Two years after implementation, average wait times across the eight facilities dropped by 58 percent from 117 minutes to 49 minutes, the LWOT rate dropped by 76 percent from 7.1 percent to 1.7 percent and average length of time spent in the ED dropped 76 percent from 310 to 268 minutes. Due to increased patient volume and the decreased LWOT rate, Banner EDs made progress despite seeing approximately 12,000 more patients. 

The toolkit’s role is to determine whether a two-track intake process is appropriate based on existing patient volume, whether there’s organizational support for change and where to allocate staff once implementation is undertaken. Developed for widespread use, the interactive spreadsheets and presentation slides comprising the toolkit offer clear instructions and perform calculations based on existing data.

Implementing the changes requires strong support from staff who have been trained to operate in a traditional ED setting. “Clearly, there was resistance,” says Burdick. “Providers haven’t learned this approach. The first step is getting champions on board early and getting them to advocate for the process.”

A Complete Overhaul

Collaboration among all of a hospital system’s disparate departments is key to making EDs more efficient, according to Mary Carroll Ford, MBA, vice president and CIO of Lakeland Regional Medical Center in Lakeland, Fla. Wait times at the Lakeland ED often exceeded eight hours and 3 percent of patients were leaving without treatment. Also, many patients were arriving for primary care services until the provider instituted a two-year performance improvement effort.

Computerizing the ED was one component of the improvement effort.
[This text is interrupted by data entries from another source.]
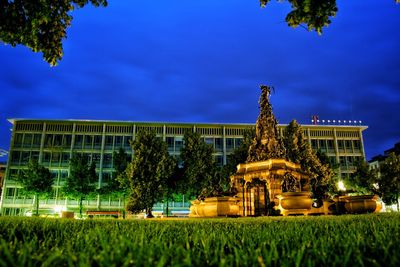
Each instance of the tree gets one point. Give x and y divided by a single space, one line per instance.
118 186
40 25
316 14
363 179
82 179
388 184
199 168
36 180
239 155
298 150
150 169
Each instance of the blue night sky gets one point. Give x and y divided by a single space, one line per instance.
203 61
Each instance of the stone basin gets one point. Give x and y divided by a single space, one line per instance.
215 207
294 203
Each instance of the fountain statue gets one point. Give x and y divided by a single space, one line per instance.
267 183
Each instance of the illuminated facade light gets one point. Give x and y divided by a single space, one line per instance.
341 186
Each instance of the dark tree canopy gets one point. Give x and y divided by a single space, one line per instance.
363 178
315 14
40 25
298 150
150 170
82 179
388 183
199 168
36 180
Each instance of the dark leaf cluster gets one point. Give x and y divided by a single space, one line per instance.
315 14
40 25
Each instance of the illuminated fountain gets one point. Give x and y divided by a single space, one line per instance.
268 184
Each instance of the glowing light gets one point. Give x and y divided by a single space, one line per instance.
59 209
341 186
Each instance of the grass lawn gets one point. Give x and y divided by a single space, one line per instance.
348 240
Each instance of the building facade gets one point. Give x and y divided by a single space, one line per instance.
52 143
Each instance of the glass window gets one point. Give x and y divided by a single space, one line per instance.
37 138
118 141
219 160
322 144
127 142
67 141
106 178
170 143
107 160
48 140
88 141
332 161
348 144
218 144
230 143
10 192
342 161
78 141
27 140
46 158
330 144
96 158
357 145
14 174
209 141
65 159
341 144
97 142
178 144
350 161
15 157
25 157
109 142
35 155
314 144
18 140
55 158
238 142
57 140
63 175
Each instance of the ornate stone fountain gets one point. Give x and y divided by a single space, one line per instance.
266 184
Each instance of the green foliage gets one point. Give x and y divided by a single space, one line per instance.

In a complete overhaul, Lakeland adopted a new EHR system, began using computerized provider order entry for all its orders, installed a new wireless network, invested in mobile devices and implemented barcoding for positive patient identification. They also engineered a standardized workflow using simulation and modeling techniques to achieve the most efficient patient flow.
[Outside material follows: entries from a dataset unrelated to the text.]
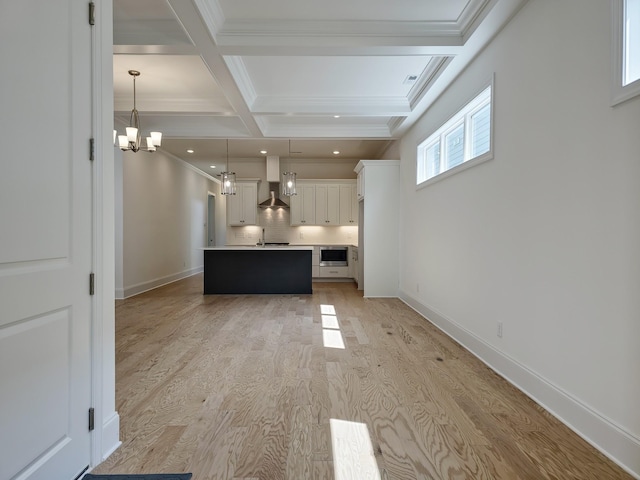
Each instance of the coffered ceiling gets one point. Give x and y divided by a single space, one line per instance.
330 75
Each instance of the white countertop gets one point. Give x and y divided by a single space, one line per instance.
260 247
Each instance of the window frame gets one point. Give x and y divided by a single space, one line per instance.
463 116
619 91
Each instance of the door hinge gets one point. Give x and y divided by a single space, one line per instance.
92 13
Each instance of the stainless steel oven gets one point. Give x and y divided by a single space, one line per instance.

“We are now seeing 20,000 more patients per year using the same physical space, configured differently, and the same staff, working differently,” Ford says. Ambulances are no longer waiting to drop off patients, LWOT rate has fallen to less than 0.5 percent, 50 percent of patients arriving for primary care services are moved to a hospital-based primary care setting and 80 percent of patients are seen and either discharged or admitted in less than three hours after their arrival.

The process requires robust data to track patients from the ED door to a healthcare professional, and from treatment and to discharge. It also requires all departments to immediately complete and document tasks. For instance, the radiology department immediately performs and reads all imaging tests and the support staff immediately cleans patient rooms upon discharge to ensure efficient flow.
While implementing the changes was costly and labor intensive, Ford believes a return on investment will be realized through fewer visits from patients coming for primary care services and improved outcomes.

Healthcare administrators who are wondering how to improve the efficiency of their EDs may want to look to other industries, such as manufacturing, which have used IT tools like barcoding and engineering principles to improve their processes for a long time and healthcare may benefit from following suit. That doesn’t mean clinical staff don’t have a say and achieving their buy-in can be the most difficult part of implementing change, according to Roche. “Engineers can’t make the change, but we can bring some tools to the table and help the clinical team improve.”